Surtout, il s'agit d'un type de politique très différent pour le gouvernement albanais. Le premier mandat du travail ne concernait pas beaucoup les compromis. À quelques exceptions, il s'agissait principalement de changer tranquillement le changement: s'assurer que personne ne perdait suffisamment pour qu'ils se plaignent. Maintenant, semble-t-il, le gouvernement envisagera des politiques avec des impacts beaucoup plus dramatiques – un impact que tout le monde remarquera. Des pertes importantes seront appariées par des gains tout aussi importants. La complexité politique réside dans qui porte les pertes et qui obtient les gains. Ce fut un moment frappant audacieux – et potentiellement historique – pour le travail.
Il y a deux semaines, le porte-parole des finances de la coalition, James Paterson, a insisté sur le fait que la coalition était en train de parler au gouvernement de la réforme fiscale, notamment la réduction des impôts et la perce que «ce revenu de manière moins distorée». Cela ressemblait beaucoup à des taxes plus élevées dans certaines régions. Mais, a-t-il également déclaré, l'opposition n'aiderait pas à travailler sur les «impôts».
«Mais cette réforme fiscale n'est-elle pas?» a demandé le David Speers de l'ABC. « Tu vas devoir mettre quelque chose pour couper ailleurs. » Paterson a insisté: «Nous ne sommes pas intéressés à augmenter les impôts».
Vous pouvez peut-être, si vous plissez les yeux, comprendre cela – ce sera le nouveau chef de l'opposition Sussan Ley, à son tour au Press Club cette semaine, pour essayer. La probabilité est que Chalmers sera confronté à une version de ce que Keating a été confronté: le soutien à certains bits, mais pas pour les autres qui les rendent politiquement plausibles.
Chalmers a beaucoup parlé de consensus dans son discours. Parvenir à un accord serait «la responsabilité de chacun». C'est un point important.
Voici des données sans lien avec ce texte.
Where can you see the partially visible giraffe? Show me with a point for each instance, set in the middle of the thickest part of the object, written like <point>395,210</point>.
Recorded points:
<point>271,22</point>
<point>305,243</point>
C'est aussi un point utile à souligner à ce stade du processus: après tout, c'est le travail de Chalmers de pousser tout le monde vers l'accord en indiquant clairement que le gouvernement ne devrait pas faire tout cela par lui-même.
Mais que se passe-t-il si, en fin de compte, il n'y a pas de consensus? Ou si le consensus ne forme que autour d'un ensemble de modifications très limité? Chalmers a déclaré: «Si nous échouons, ce ne sera pas à cause d'une pénurie d'idées, d'options ou de choix. Ce ne sera pas une pénurie de courage – mais une pénurie de consensus.»
En fin de compte, cependant, s'il n'y a pas de consensus, le courage sera nécessaire. Si vous lisez les mots de Chalmers comme une tactique persuasive, ils sont assez justes. Si, en revanche, le gouvernement pense qu'il s'est donné un alibi, il plaisante. Le but a été fixé.
L'embarras politique ne serait pas la seule conséquence d'une retraite sur la réforme fiscale. Les mentions de Keating de Medicare et de la pension de retraite sont des rappels que la réforme économique ne doit pas être uniquement sur la taxe. Au lieu de cela, les changements fiscaux peuvent prendre leur place dans un projet de travail plus grand, aux côtés d'autres politiques concrètes, dont les avantages saisissent plus facilement. Mais il est difficile de voir comment fonctionne ce projet de main-d'œuvre en cas de réforme fiscale.
Sean Kelly est auteur de Le jeu: un portrait de Scott Morrisonchroniqueur régulier et ancien conseiller de Julia Gillard et Kevin Rudd.